What’s the newly launched Digital Free Trade Zone (DFTZ) all about and how is it important to the e-Commerce industry? SITEC breaks it down for you.

Key Takeaways

– Malaysia to become a regional hub and e-fulfillment centre for e-Commerce
– Has two key thrusts: Physical and Virtual
– Benefits SMEs, marketplaces and monobrands
– Alibaba Group to develop an e-Fulfillment Hub@KLIA
– Catcha Group to develop Satellite Hub @ KL Internet City in Bandar Malaysia
– Government side to ease and provide convenient government services
– Expected to generate over RM 7B worth of domestic and foreign investments
– Potential to boost Malaysia’s position in the global Digital Economy
– Promotes cross-border activities
– Potential to double nation’s e-Commerce growth
– Potential to raise national GDP to RM 211B by 2020
– Potential to generate 60,000 direct and indirect jobs by 2025

What ARE Free Trade Zones anyway?

Free-trade zones help to boost imports and exports by cutting down on the usual issues traders and businesses face, such as customs taxation, value added taxes, or goods and services taxes (GST).

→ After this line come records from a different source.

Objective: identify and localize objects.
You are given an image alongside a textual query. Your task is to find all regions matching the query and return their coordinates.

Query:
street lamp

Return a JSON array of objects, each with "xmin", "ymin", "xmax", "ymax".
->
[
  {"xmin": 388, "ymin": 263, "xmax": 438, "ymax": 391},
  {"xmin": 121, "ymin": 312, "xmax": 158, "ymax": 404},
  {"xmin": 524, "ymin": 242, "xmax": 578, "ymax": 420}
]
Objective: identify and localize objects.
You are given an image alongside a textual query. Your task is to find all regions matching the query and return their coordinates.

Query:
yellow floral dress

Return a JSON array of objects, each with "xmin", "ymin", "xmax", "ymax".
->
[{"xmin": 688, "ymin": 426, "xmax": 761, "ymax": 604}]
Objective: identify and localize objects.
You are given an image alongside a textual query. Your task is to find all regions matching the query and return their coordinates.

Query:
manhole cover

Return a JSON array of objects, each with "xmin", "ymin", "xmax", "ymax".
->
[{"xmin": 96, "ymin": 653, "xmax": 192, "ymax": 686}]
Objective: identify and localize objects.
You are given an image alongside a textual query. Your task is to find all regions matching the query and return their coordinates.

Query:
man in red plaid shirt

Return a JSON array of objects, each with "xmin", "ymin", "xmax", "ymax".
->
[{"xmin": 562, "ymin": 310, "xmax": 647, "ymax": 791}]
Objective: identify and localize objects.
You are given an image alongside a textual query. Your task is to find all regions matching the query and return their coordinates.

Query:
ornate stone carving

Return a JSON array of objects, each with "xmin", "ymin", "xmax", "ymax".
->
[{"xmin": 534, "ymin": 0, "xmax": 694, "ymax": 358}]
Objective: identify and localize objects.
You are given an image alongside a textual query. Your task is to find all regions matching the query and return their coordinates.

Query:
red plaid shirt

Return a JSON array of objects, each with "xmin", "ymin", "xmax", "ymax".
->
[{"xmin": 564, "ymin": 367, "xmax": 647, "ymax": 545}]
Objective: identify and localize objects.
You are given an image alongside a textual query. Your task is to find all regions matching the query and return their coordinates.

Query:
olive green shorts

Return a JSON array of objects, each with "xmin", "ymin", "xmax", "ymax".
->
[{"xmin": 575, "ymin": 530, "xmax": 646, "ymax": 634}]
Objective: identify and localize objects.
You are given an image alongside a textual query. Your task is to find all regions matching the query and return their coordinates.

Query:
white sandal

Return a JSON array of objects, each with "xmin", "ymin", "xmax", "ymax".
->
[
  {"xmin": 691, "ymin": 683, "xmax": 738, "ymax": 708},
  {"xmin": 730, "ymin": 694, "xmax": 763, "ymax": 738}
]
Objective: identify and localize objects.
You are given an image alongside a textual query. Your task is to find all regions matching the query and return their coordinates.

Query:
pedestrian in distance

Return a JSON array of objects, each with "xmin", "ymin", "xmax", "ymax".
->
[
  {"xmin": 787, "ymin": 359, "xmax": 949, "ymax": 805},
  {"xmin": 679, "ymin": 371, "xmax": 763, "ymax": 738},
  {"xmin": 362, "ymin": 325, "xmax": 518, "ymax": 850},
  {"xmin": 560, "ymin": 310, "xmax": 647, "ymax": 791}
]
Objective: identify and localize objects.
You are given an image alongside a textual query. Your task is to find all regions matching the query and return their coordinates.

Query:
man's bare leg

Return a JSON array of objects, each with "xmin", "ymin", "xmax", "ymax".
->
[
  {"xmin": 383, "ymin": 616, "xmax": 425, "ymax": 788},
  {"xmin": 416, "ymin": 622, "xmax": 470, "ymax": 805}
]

In a free trade zone, goods that are physically kept in that area are not subjected to the usual taxations that involve customs or additional domestic taxes, thereby easing trade between countries as prohibitive issues such as costs are minimized.

But how exactly is this Digital Free Trade Zone special?

Firstly, the DFTZ is pretty much the world’s first free trade zone on a digital level – no other country has ever done something like this, so Malaysia is blazing trails!

Secondly, this trade zone is designed to specifically boost the growth of e-Commerce, which is itself a substantial part of the nascent multi-billion Digital Economy in the burgeoning digital economy region of Southeast Asia.
How it does this is to provide a welcoming and conducive environment for both local and regional e-commerce players to access markets outside of their domestic, further facilitating the movement of goods around SEA, through Malaysia as a key ‘port of call’ for trading and business done digitally.

Did you know? A predicts a massive US$ 200B digital economy in SEA by the year 2025, fuelled by the growth of a young regional population, growth of the internet and its services, growth of internet users, a rapidly growing middle class, and a lack of organised retail. Within the SEA region, the total first-hand eCommerce market is expected to reach ~US$ 88B by 2025; significantly outpacing the growth of offline retail (32% vs. 7% 10-year CAGR) with a potential to reach ~$120 billion.

So… What’s in this DFTZ?

The DFTZ consists of three main components that combine both physical and virtual zones. The physical zone comprises of the eFulfillment Hub and Satellite Services Hub while the virtual zone consists of the eServices Platform.


The 17.5ha e-fulfillment hub by Alibaba Group, Cainiao, Lazada and POS Malaysia, located in KLIA should expedite the import and export process for e-traders around the region as it will be both a warehousing & fulfillment centre, as well as a centralised customs checkpoint. Some of the features incorporated include state of the art warehouses with sorting, shelving and pick-pack facilities; – LIU (Light Industrial Units) to allow for minor repair, assembly prior to shipping goods; a customs inspection & quarantine area; and facilities such as secure warehouses, temperature controlled storage and more. This phase is expected to be rolled out before the end 2017, with the formal launch of Alibaba’s facility at the end of 2019.


The other physical feature planned is the 500,000 sqft Satellite Service Hub in the Kuala Lumpur Internet City (KLIC). Based in Bandar Malaysia, it will be developed by Catcha Group with a GDV of approx US 1.1B.
Expected to be ready by 2019, some of the facilities include office and co-working spaces, O2O (offline to online) showrooms, MICE facilities, eco-friendly buildings and other community-centric amenities.
Virtual services supports movement of goods within DFTZ by offering integrated, streamlined and efficient services for DFTZ users.


The development of the virtual thrust includes the establishment of a unified government services platform, with integrated digital eServices platforms to access leading global service providers. Global logistics and fulfillment service providers will also be there to further provide convenient services for users.

Other Important Info

Readers should also note that the taxation cap on goods traded via e-commerce has been increased to RM 1,200, up from the previous RM 500, but only if it is in the DFTZ, which should suitably entice more cross-border importation activity.

The Alibaba OneTouch e-services platform is a huge boon for players as well as it allows users in the DFTZ to be directly connected to Alibaba’s HQ in Hangzhou.

The OneTouch platform digitizes various logistics and operational procedures such as customs clearances, finance and forex, allowing traders to better focus resources on marketing and selling instead of the day to day drudgery of operations.